Attack

11.3K 960 59
                                    

Matahari telah lama beranjak dari singgasananya di gantikan bulan yang kini bertahta. Malam yang sunyi, hanya segelintir hewan malam yang bernyanyi atau sekedar berburu mencari arti di hidup mereka yang tak abadi. Sesekali daun terdengar menari tertiup angin seakan mentertawakan setiap langkah mengendap-endap yang di lakukan para Black Witch dan rogue yang sama sekali tak berarti bagi para warrior penjaga perbatasan.

Dua warrior berhasil menerjang dan menerkam seorang Black Witch hingga kepalanya terlepas dari tubuh sebelum sang Black Witch berhasil merapalkan sihir hitamnya. Salah satu warrior terhempas oleh sihir hitam yang langsung merenggut nyawanya. Warrior yang tersisa melolong memanggil bantuan. Kemudian muncul sosok-sosok gelap berjubah hitam yang bertengger di atas pohon. Bukan hanya satu tapi puluhan.
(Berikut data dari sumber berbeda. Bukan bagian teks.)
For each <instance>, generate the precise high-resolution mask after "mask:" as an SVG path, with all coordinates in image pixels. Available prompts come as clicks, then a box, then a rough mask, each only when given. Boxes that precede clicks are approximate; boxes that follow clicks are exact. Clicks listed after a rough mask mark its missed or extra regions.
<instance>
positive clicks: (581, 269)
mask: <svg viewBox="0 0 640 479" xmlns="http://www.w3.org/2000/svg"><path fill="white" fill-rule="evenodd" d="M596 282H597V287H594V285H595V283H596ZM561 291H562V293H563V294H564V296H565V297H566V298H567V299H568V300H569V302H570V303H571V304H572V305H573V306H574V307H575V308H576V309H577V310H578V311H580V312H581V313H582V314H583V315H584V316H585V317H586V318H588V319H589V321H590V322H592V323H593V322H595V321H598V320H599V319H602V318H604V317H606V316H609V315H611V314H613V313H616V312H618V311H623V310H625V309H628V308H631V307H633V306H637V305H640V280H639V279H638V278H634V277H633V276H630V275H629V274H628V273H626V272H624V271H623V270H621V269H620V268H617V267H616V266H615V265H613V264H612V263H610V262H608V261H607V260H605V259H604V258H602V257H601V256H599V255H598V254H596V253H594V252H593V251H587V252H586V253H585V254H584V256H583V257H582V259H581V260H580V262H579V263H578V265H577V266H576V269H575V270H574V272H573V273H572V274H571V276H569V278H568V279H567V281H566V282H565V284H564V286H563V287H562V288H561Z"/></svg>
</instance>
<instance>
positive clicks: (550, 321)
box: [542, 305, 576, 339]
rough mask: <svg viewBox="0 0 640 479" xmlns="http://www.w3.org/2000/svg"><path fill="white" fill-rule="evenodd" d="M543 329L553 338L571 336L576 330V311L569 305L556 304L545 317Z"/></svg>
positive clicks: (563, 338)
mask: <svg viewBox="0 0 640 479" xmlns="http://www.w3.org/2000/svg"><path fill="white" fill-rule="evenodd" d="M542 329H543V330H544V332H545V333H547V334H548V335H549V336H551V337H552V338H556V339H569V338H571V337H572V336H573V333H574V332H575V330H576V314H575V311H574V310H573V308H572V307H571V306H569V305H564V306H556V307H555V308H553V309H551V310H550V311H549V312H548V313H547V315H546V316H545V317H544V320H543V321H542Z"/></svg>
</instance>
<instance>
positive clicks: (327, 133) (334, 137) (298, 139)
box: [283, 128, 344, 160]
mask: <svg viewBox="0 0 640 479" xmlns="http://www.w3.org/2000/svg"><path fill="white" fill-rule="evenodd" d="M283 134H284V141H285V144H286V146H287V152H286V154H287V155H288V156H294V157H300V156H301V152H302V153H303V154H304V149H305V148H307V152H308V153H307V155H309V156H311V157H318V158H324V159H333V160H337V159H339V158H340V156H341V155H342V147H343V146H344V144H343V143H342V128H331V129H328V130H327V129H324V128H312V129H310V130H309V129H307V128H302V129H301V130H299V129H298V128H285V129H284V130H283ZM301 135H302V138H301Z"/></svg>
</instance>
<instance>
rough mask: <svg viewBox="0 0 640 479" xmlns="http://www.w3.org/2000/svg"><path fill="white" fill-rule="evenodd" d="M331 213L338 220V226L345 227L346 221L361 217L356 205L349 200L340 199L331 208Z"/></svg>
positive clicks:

Warrior itu tau hidupnya tidak akan lama lagi. Dengan sisa waktunya dia menghubungi kawanan. Sebuah sihir menghempaskannya hingga menghantam dua pohon hingga tumbang. Suara geraman dari puluhan rogue ikut terdengar. Dengan sisa kesadarannya dia memindlik kawanan yang lain untuk menyampaikan informasi sekaligus meminta maaf bahwa tugasnya selesai malam ini.

***

Bulan bersinar terang dengan cahaya putih yang berpijar menerangi malam. Lalita mengamati bulan dari jendela kamarnya. Hatinya masih terasa sakit mengingat kejadian saat senja. Lalita menyadari dirinya egois. Tapi biarlah dia egois. Dia egois untuk sesuatu yang harus menjadi miliknya secara muthlak. Jika seseorang menginginkan apa yang dia miliki. Lalita tidak akan berbagi maupun segan untuk menghabisi. Karena pasangan hidup tidak untuk di bagi atau kematian yang akan menghampiri.

Pintu terbuka saat Sean masuk. Tatapanya melembut tapi ekspresinya tetap datar. Lalita tak bergeming sambil terus menatap rembulan dari jendela. Udara dingin perlahan masuk diikuti angin malam yang memainkan sedikit surai pirang nyaris putihnya.

"Tutup jendelanya. Memangnya kau tidak kedinginan?" Lalita masih tak bergeming sambil terus menatap bulan. Dia benci jika harus menatap iris biru sedalam samudra yang mungkin menyembunyikan banyak teka-teki rahasia yang akan menyakitinya.

"Apa pedulimu?" tanya Lalita dingin ketika Sean melangkah mendekat.

"Kau mateku. Tentu aku peduli padamu."

"Heh." Lalita tertawa remeh. "Bagaimana dengan mantan kekasihmu itu. Dia cantik, menawan, dan elegan. Atau jangan-jangan kalian sudah kembali menjadi sepasang kekasih?"

Sean diam, tak tau harus mengatakan apa pada Lalita yang kesal terhadapnya. Diamnya Sean adalah jawaban bagi Lalita. Dengan senyum miring Lalita berbalik dan menatap Sean yang balas menatapnya lembut.

"Keluar! Aku ingat sendiri dulu." titah Lalita sambil membuang muka.

"Jika kau tidak ingin keluar dan pergi. Lebih baik aku yang pergi."

Baru beberapa langkah mendekati pintu Sean langsung mendekap erat Lalita dari belakang. Sean menggerakkan ujung hidungnya pada ceruk leher Lalita sambil menghirup aroma candunya dalam-dalam. Lalita tak bergeming dan membiarkan Sean mendekapnya erat.

"Jangan pergi." bisiknya lirih.

"Shakira memang pernah menjadi kekasihku." Lalita menegang mendengar pernyataan Sean.

"Namun setelah dia pergi aku sudah membuang semua rasaku. Hanya kau satu-satunya yang membuatku kembali merasakannya. Kau warna dalam hidupku. Kau api yang menghangatkanku saat aku terjebak di dalam balok es yang membeku. Kau segalanya sekarang. Aku mencintaimu bukan semata-mata karena ikatan kita. Tapi ikatan itu juga yang membuat cinta kita semakin kuat. Percayalah, hanya kau yang aku inginkan."